Birkaç adım sonra, durağın üst yanında, iki muhiti birbirinden ayıran noktada, yolun her iki yanında polis panzerleri bekliyor. Panzerin önünde nöbet tutan bir çevik kuvvet polisi, “Berkin’e de yazık oldu, Burak Can’a da” diyor. Sol görüşlü olduğunu kaydeden genç polis, Berkin Elvan’ın kasıtlı vurulmadığını düşünüyor. “Eğer hedef gözeterek vurduysa çok yanlış yaptı. Bize böyle öğretilmedi” diyor. Polis, ‘Çeşme’nin üstü’nü gösteriyor: “Ne zaman yatışır, bilemiyoruz.”

AKP, Saadet Partisi ve MHP’nin flamalarının yerini bu kez CHP, HDP ve ÖDP’ninkiler alıyor. Ve duvarlarda bu kez Berkin Elvan’ın resimleri ve “Berkin Elvan ölümsüzdür” sloganları görülüyor. Sivas, Erzincan ve Tokatlı Alevi yurttaşların ağırlıklı yaşadığı muhitte Halk Cephesi veya çaycı Hamit Dışkaya’nın da üyesi olduğu Halkevi gibi sol gruplar da faaliyet gösteriyor. Dışkaya, bilhassa Karamanoğlu’nun ölümünden sonra ‘aşağıdakilerin’ kendi mahallelerini basacağı yönünde dedikoduların dolaştığını ve bu yüzden geceleri sokak başlarında nöbet tuttuklarını anlatıyor. Peki, ‘aşağıdakiler’ daha önce hiç baskın yapmış mı?

“Hayır” diyor. Dışkaya, ‘aşağıdakilerin’ yakındığı, dükkâna ve araç verme iddiasının ise asılsız olduğunu iddia ediyor. “Göstersinler, kiminki yakılmış?” diye soruyor. Bir Alevi yurttaş olarak Dışkaya, polisin kendi mahallelerine önyargılı geldiğini ve yoğun şiddet kullandığını savunuyor. Feministlerin muhtar adayı olan, işçi emeklisi Songül Yarar Dede, Dışkaya’nın bu tespitine katılmakla birlikte, her iki mahallenin de birbirine karşı kışkırtılmak istendiğini belirtiyor.

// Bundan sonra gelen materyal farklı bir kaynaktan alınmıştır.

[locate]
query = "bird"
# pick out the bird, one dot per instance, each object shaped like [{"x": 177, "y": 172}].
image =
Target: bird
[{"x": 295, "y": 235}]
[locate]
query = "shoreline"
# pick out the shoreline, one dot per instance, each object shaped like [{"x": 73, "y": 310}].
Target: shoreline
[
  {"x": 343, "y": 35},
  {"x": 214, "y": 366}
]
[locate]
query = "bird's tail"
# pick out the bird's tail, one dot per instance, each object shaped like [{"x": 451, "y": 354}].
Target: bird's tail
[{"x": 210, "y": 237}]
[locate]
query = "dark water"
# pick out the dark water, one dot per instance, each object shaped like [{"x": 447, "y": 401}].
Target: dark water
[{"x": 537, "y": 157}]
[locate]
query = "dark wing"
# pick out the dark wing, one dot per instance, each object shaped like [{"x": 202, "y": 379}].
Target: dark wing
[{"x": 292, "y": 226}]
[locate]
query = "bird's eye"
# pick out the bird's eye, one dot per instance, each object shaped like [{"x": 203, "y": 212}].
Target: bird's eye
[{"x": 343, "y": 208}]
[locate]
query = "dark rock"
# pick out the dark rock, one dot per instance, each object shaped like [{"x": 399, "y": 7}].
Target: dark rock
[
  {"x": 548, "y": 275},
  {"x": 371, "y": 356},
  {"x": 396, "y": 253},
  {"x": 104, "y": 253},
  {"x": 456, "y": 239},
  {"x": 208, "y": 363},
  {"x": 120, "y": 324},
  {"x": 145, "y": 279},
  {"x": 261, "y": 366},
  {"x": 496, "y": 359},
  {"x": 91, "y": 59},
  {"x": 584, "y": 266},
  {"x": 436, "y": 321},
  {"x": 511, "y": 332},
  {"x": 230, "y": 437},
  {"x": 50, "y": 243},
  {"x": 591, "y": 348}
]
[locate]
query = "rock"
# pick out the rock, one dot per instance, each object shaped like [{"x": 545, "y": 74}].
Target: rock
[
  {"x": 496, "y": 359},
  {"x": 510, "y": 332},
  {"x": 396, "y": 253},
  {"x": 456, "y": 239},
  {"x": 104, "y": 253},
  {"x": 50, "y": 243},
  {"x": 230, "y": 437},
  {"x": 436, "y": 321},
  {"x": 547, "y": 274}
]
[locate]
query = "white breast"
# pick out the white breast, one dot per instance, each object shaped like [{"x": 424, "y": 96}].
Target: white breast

Berkin Elvan’ın ölümünden sonra çok etkilendiklerini, kendisi gibi Alevi inancından mahalle sakinlerinin korkularının depreştini anlatıyor. Yoğun polis müdahalesi nedeniyle mahallenin yaşanmaz hale getirildiğini, taşınmak isteyenlerin olduğunu vurguluyor. Peki, bu mahalle bir kurtarılmış bölge mi? “Olsa, polis bu kadar kolay girebilir miydi?” diyor. Fakat Dede ekliyor: “Burası devrimci geleneği olan bir mahalle. Hepimizin ailesinde cezaevine girmiş olanlar var.”

Okmeydanı’ndan tekrar minibüs yoluna dönüldüğünde, şehrin rutin kalabalığı, tıkabasa haldeki dolmuş ve otobüsler göze çarpıyor. Kulaksız istikametine gidenler ilkin Berkin’in, sonra Burak Can’ın resimlerine bakıyor.